Another change I am seeing are more fathers in executive roles planning their exit strategy if flexibility is not being offered. This is particularly new for my corporate client base, as despite the subject of work-life-balance previously being discussed, clients tended to accept constraints ‘as just the way things are’ when in a senior role.
These are high performing employees and forward-thinking organisations are actively and almost too easily snapping them up by ensuring flexibility is on the table. In saying this, I think it’s important to acknowledge how far things still need to shift for this to become a reality for most people, particularly marginalised groups, for which COVID has both highlighted and exacerbated many existing employment inequalities.
People often equate coaching with one-one-one professional development conversations
but how else can you use coaching in a business?
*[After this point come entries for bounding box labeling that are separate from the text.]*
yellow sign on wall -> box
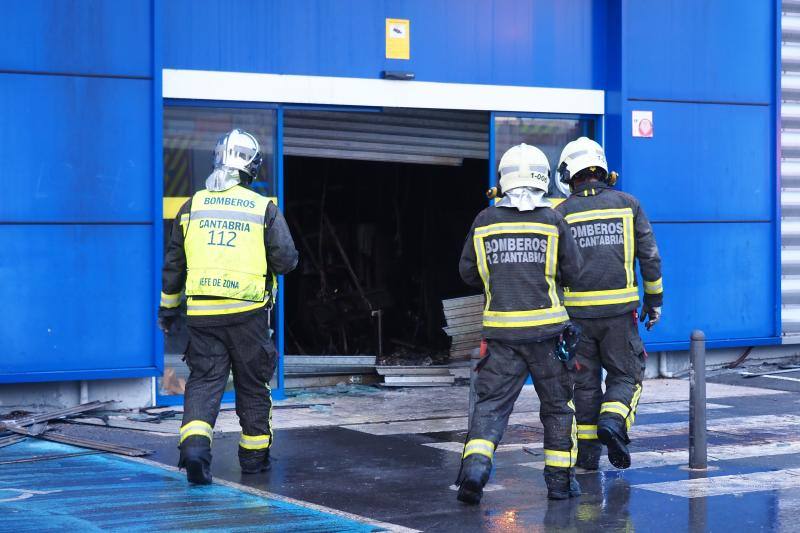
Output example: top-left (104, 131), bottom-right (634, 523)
top-left (386, 19), bottom-right (411, 59)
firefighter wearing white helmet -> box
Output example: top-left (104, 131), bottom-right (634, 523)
top-left (457, 144), bottom-right (582, 504)
top-left (158, 129), bottom-right (297, 484)
top-left (556, 137), bottom-right (663, 470)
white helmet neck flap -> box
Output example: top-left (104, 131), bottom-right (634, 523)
top-left (214, 128), bottom-right (261, 179)
top-left (558, 137), bottom-right (608, 183)
top-left (499, 143), bottom-right (550, 194)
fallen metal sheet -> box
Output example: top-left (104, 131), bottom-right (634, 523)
top-left (381, 372), bottom-right (456, 387)
top-left (283, 365), bottom-right (375, 376)
top-left (7, 426), bottom-right (152, 457)
top-left (0, 450), bottom-right (106, 465)
top-left (0, 435), bottom-right (27, 448)
top-left (62, 417), bottom-right (180, 436)
top-left (739, 368), bottom-right (800, 378)
top-left (442, 294), bottom-right (483, 310)
top-left (283, 355), bottom-right (376, 366)
top-left (284, 374), bottom-right (380, 389)
top-left (446, 309), bottom-right (483, 327)
top-left (0, 401), bottom-right (114, 430)
top-left (375, 366), bottom-right (450, 376)
top-left (442, 323), bottom-right (483, 337)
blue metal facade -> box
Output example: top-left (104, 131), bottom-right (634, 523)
top-left (0, 0), bottom-right (163, 382)
top-left (0, 0), bottom-right (780, 382)
top-left (606, 0), bottom-right (780, 350)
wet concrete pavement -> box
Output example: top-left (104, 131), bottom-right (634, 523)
top-left (0, 377), bottom-right (800, 533)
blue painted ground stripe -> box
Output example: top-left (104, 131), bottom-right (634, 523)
top-left (0, 439), bottom-right (383, 532)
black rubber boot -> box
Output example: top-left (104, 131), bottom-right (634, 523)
top-left (544, 466), bottom-right (581, 500)
top-left (239, 448), bottom-right (272, 474)
top-left (575, 440), bottom-right (603, 470)
top-left (597, 417), bottom-right (631, 469)
top-left (178, 435), bottom-right (211, 485)
top-left (456, 453), bottom-right (492, 505)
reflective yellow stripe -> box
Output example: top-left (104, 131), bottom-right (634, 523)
top-left (600, 402), bottom-right (630, 418)
top-left (622, 212), bottom-right (636, 287)
top-left (472, 222), bottom-right (569, 320)
top-left (569, 412), bottom-right (578, 466)
top-left (544, 235), bottom-right (561, 308)
top-left (186, 296), bottom-right (267, 316)
top-left (644, 278), bottom-right (664, 294)
top-left (564, 207), bottom-right (633, 224)
top-left (180, 420), bottom-right (214, 442)
top-left (161, 292), bottom-right (181, 308)
top-left (475, 222), bottom-right (558, 237)
top-left (564, 207), bottom-right (636, 286)
top-left (266, 382), bottom-right (277, 446)
top-left (578, 424), bottom-right (597, 440)
top-left (483, 306), bottom-right (569, 328)
top-left (462, 439), bottom-right (495, 459)
top-left (239, 433), bottom-right (270, 450)
top-left (162, 196), bottom-right (189, 219)
top-left (564, 287), bottom-right (639, 307)
top-left (472, 237), bottom-right (492, 311)
top-left (544, 448), bottom-right (575, 468)
top-left (184, 186), bottom-right (269, 302)
top-left (625, 383), bottom-right (642, 429)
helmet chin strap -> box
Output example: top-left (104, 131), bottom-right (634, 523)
top-left (206, 167), bottom-right (241, 192)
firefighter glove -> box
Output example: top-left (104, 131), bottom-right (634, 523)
top-left (639, 303), bottom-right (661, 331)
top-left (158, 307), bottom-right (178, 335)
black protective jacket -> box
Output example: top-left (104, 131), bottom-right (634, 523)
top-left (161, 189), bottom-right (298, 326)
top-left (556, 181), bottom-right (663, 318)
top-left (459, 202), bottom-right (583, 343)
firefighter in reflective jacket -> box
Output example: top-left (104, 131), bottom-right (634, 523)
top-left (158, 129), bottom-right (297, 484)
top-left (457, 144), bottom-right (582, 504)
top-left (557, 137), bottom-right (663, 470)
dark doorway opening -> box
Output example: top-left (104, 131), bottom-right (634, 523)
top-left (284, 156), bottom-right (486, 362)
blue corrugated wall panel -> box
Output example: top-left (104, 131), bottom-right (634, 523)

I think of coaching as more broadly creating the space for thinking and businesses are struggling to prioritise this space to support performance across key areas, such as strategy and innovation. The shifts that COVID has created also raises some interesting questions around what businesses should be doing to support this, particularly when our use of ‘physical’ space also now looks so different.
As both a mindset and a practice, coaching can support people to adopt exploration and experimentation, as well as support the appetite for risk that is required to take up these practices. Fear of failure can be particularly detrimental to both intrapreneurship and decision making in our workplaces.
We use coaching across a wide range of business areas including strategic planning, business transformation and of course, leadership development. Clients come to us knowing we will be just as interested in how their business functions are supporting performance as we are an individual and much of our work is now at a group and organisational level.
I also stay closely involved in coaching and mentoring within the start-up space as I see a lot of opportunity for organisations and start-ups to collaborate and cross-share skills. I love that these new ventures are navigating an almost contradictory challenge to the corporate businesses we work with – the innovation is often there but the money is not!
Regardless of whether you’re an organisation or a start-up, there is an important balance between innovation and action that needs to be struck and coaching provides an effective way to explore the tension that can arise between the two.
What is your favourite coaching question?
‘How would you approach the challenge if it had nothing to do with you?’
Leaders who come for coaching typically bring a desire for self-improvement, however, this can often block consideration of other factors that may be influencing a situation because the leader is so focused on exploring what they can change about themselves. I find it very impactful for people to be encouraged to temporarily remove themselves from a challenge and consider the other influences they might be missing.